Terraform-provider-kubernetes: v2.0.1 Authentication failures with token retrieved via aws_eks_cluster_auth

Created on 26 Jan 2021 · 15Comments · Source: hashicorp/terraform-provider-kubernetes

Terraform Version, Provider Version and Kubernetes Version

Terraform version: 0.12.24
Kubernetes provider version: 2.0.1
Kubernetes version: v1.16.15-eks-ad4801

Affected Resource(s)

Terraform Configuration Files

data "aws_eks_cluster" "c" {
  name = var.k8s_name
}

data "aws_eks_cluster_auth" "c" {
  name = var.k8s_name
}

provider "kubernetes" {
  host = data.aws_eks_cluster.c.endpoint

  cluster_ca_certificate = base64decode(data.aws_eks_cluster.c.certificate_authority.0.data)

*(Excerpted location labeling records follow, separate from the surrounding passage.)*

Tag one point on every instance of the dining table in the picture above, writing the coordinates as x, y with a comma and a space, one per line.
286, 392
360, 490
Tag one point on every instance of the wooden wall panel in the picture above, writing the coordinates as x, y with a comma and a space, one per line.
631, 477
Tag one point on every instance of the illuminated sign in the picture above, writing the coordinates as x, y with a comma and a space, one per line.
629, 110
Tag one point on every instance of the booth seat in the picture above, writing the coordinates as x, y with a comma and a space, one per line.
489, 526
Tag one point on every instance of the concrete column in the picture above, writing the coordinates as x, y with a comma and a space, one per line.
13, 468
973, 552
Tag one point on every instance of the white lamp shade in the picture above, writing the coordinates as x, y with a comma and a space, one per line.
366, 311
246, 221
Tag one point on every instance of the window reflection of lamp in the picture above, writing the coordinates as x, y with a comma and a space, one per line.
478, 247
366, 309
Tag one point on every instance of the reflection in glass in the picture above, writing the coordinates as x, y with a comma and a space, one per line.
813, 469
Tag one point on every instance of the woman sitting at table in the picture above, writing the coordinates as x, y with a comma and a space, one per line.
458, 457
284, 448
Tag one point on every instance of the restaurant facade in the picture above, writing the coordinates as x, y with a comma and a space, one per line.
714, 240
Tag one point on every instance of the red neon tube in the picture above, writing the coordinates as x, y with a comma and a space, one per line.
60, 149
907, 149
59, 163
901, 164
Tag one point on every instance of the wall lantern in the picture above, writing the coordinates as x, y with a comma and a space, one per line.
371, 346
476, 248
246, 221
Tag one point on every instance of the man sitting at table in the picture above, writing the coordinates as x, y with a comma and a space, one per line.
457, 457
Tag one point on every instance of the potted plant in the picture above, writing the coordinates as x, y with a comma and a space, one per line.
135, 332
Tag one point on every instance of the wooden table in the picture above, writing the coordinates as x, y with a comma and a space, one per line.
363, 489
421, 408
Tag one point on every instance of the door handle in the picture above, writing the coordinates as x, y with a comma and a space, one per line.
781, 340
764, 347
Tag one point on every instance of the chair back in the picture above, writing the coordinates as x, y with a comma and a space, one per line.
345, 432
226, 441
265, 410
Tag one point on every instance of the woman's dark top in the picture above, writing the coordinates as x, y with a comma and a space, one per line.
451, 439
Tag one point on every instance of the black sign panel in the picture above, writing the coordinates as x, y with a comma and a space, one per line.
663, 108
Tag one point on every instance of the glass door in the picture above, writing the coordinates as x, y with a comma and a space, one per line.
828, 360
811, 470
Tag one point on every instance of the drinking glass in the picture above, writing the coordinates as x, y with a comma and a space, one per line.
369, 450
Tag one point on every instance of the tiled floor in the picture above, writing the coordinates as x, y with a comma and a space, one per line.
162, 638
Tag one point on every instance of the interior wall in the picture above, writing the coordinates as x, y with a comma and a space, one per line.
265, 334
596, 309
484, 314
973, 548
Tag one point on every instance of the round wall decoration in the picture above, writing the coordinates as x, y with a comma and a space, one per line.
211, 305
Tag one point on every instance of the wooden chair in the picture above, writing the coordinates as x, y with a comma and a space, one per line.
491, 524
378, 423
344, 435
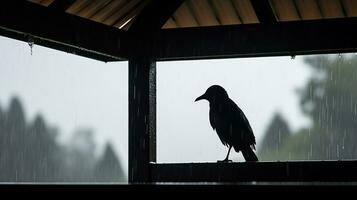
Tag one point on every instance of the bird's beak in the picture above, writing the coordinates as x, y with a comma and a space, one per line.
201, 97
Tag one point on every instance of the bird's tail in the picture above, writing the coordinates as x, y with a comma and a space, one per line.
249, 154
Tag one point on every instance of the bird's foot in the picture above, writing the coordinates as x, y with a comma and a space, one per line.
224, 161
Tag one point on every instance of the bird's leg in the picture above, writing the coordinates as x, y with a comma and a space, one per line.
226, 159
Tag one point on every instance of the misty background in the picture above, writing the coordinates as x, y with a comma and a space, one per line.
65, 118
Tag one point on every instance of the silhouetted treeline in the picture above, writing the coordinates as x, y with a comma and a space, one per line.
329, 99
29, 152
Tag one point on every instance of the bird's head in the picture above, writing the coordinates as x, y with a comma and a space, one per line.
213, 93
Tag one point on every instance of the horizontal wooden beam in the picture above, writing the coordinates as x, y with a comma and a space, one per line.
293, 171
264, 11
251, 40
58, 30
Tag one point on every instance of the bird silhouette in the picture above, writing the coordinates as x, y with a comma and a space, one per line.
230, 123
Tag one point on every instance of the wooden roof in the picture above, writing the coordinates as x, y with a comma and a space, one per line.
111, 30
198, 13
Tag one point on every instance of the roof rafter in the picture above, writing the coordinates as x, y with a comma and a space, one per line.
154, 15
62, 31
61, 5
252, 40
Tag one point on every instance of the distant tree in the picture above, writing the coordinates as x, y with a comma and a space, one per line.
275, 136
29, 152
13, 140
41, 150
108, 168
79, 155
329, 99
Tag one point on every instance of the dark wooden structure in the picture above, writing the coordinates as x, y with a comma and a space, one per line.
146, 31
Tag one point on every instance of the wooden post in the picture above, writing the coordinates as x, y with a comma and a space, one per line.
142, 118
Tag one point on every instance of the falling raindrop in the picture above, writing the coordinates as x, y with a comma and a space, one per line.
30, 42
339, 56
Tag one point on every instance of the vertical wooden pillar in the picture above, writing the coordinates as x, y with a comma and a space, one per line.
142, 118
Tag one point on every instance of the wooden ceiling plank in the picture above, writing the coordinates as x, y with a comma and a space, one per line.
127, 9
245, 11
225, 12
254, 40
108, 10
203, 13
46, 2
61, 5
285, 10
170, 24
63, 31
129, 16
184, 17
153, 16
308, 9
331, 8
93, 8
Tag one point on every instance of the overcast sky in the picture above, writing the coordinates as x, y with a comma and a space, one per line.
74, 92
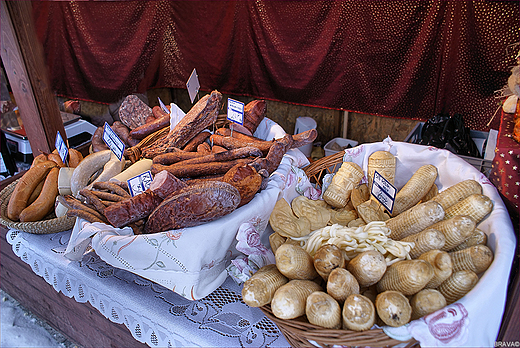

  token = data.aws_eks_cluster_auth.c.token
}

Debug Output

Panic Output

Steps to Reproduce

Expected Behavior

What should have happened?
Resources should have been created/modified/deleted.1

Actual Behavior

What actually happened?

Error: the server has asked for the client to provide credentials
Error: Failed to update daemonset: Unauthorized
Error: Failed to update deployment: Unauthorized
Error: Failed to update deployment: Unauthorized
Error: Failed to update service account: Unauthorized
Error: Failed to update service account: Unauthorized
Error: Failed to delete Job! API error: Unauthorized
Error: Failed to update service account: Unauthorized
Error: the server has asked for the client to provide credentials
Error: the server has asked for the client to provide credentials
Error: Failed to update deployment: Unauthorized
Error: Failed to update service account: Unauthorized
Error: the server has asked for the client to provide credentials
Error: Failed to delete Job! API error: Unauthorized
Error: Failed to update daemonset: Unauthorized

Important Factoids

No, we're just using EKS.

References

GH-1234

Community Note

Please vote on this issue by adding a +1 reaction to the original issue to help the community and maintainers prioritize this request
If you are interested in working on this issue or have submitted a pull request, please leave a comment

bug themauth

Source

tomaspinho

👍9 👀1

Most helpful comment

Using exec is not a viable solution when running in terraform cloud using remote execution. Our current thinking is to implement a workaround to essentially taint the aws_eks_cluster_auth data source so it gets refreshed for every plan. It would be ideal if the kubernetes provider had native support for getting and refreshing managed kubernetes service authentication tokens / credentials in order to support environments in which the only guaranteed tooling is terraform itself.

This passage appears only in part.